Aussi appelé contrat de gestion hôtelière · hotel management agreement · contrat d'exploitation · partage de revenus · revenue share4 min de lecture
Le contrat d'exploitation hôtelière est l'accord par lequel le propriétaire d'un bien, villa, unité de condotel ou résidence de marque, confie sa location courte durée à un opérateur qui gère les réservations, l'accueil, le ménage, la maintenance et le marketing, en échange d'une part des revenus. En Thaïlande, ce contrat n'est pas qu'un confort. Pour un propriétaire étranger, il est souvent la seule façon d'exploiter légalement, car assurer soi-même l'accueil et la coordination relève d'un travail soumis à permis, et l'activité hôtelière suppose une licence qu'un particulier n'obtient pas.
Derrière un même contrat se cachent des modèles très différents, qu'il faut savoir nommer. Le premier est le rendement garanti, où l'opérateur ou le promoteur verse un pourcentage fixe, souvent cinq à dix pour cent par an, sur une durée bornée de quelques années, que le bien soit loué ou non. Le deuxième est la mise en commun, ou rental pool, où les revenus de toutes les unités sont regroupés, les charges déduites, puis le solde réparti au prorata, si bien que le gain suit la performance réelle du programme. Le troisième est le partage de revenus, un pourcentage convenu entre le propriétaire et l'opérateur, le propriétaire touchant couramment soixante à soixante-dix pour cent. Ces répartitions ne sont pas des règles de loi, ce sont des ordres de grandeur commerciaux qui se négocient.

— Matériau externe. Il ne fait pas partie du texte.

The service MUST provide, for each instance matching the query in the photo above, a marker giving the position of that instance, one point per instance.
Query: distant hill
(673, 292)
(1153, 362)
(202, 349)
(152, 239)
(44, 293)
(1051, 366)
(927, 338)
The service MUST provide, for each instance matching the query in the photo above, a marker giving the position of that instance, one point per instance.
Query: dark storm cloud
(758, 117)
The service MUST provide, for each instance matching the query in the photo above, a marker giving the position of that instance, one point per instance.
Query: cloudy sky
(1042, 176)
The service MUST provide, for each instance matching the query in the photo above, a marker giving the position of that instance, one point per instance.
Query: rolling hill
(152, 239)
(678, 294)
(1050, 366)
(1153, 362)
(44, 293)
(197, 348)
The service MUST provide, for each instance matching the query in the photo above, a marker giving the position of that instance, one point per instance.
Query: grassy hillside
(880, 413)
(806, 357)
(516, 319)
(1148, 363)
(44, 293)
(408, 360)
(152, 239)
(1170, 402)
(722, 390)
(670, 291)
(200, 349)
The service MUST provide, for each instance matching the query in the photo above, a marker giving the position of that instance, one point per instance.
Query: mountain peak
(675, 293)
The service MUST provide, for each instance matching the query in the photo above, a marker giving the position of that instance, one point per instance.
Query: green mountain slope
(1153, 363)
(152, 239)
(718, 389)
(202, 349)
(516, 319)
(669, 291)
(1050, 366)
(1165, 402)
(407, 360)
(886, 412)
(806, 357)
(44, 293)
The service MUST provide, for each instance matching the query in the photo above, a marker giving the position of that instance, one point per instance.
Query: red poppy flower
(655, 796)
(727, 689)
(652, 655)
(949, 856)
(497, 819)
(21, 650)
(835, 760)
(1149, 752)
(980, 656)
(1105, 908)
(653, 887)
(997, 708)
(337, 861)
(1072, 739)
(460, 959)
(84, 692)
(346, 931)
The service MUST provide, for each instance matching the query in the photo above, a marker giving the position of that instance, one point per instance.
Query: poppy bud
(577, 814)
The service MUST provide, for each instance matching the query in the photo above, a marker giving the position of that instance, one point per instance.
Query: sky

Un partage de revenus ne veut rien dire tant qu'on n'a pas fixé sa base de calcul. Partager le brut, c'est répartir la totalité des encaissements, l'opérateur supportant ensuite ses charges. Partager le net, c'est répartir ce qui reste une fois déduites les commissions des plateformes de réservation, la gestion, le ménage et la maintenance. Le même chiffre de partage donne des résultats très éloignés selon la base retenue. À cela s'ajoute la commission de gestion elle-même, souvent de l'ordre de vingt à quarante pour cent du revenu brut en courte durée, plus les commissions des plateformes, qui pèsent encore quinze à vingt pour cent. Le contrat doit lister noir sur blanc qui paie quoi, sans quoi le rendement affiché n'a aucun sens.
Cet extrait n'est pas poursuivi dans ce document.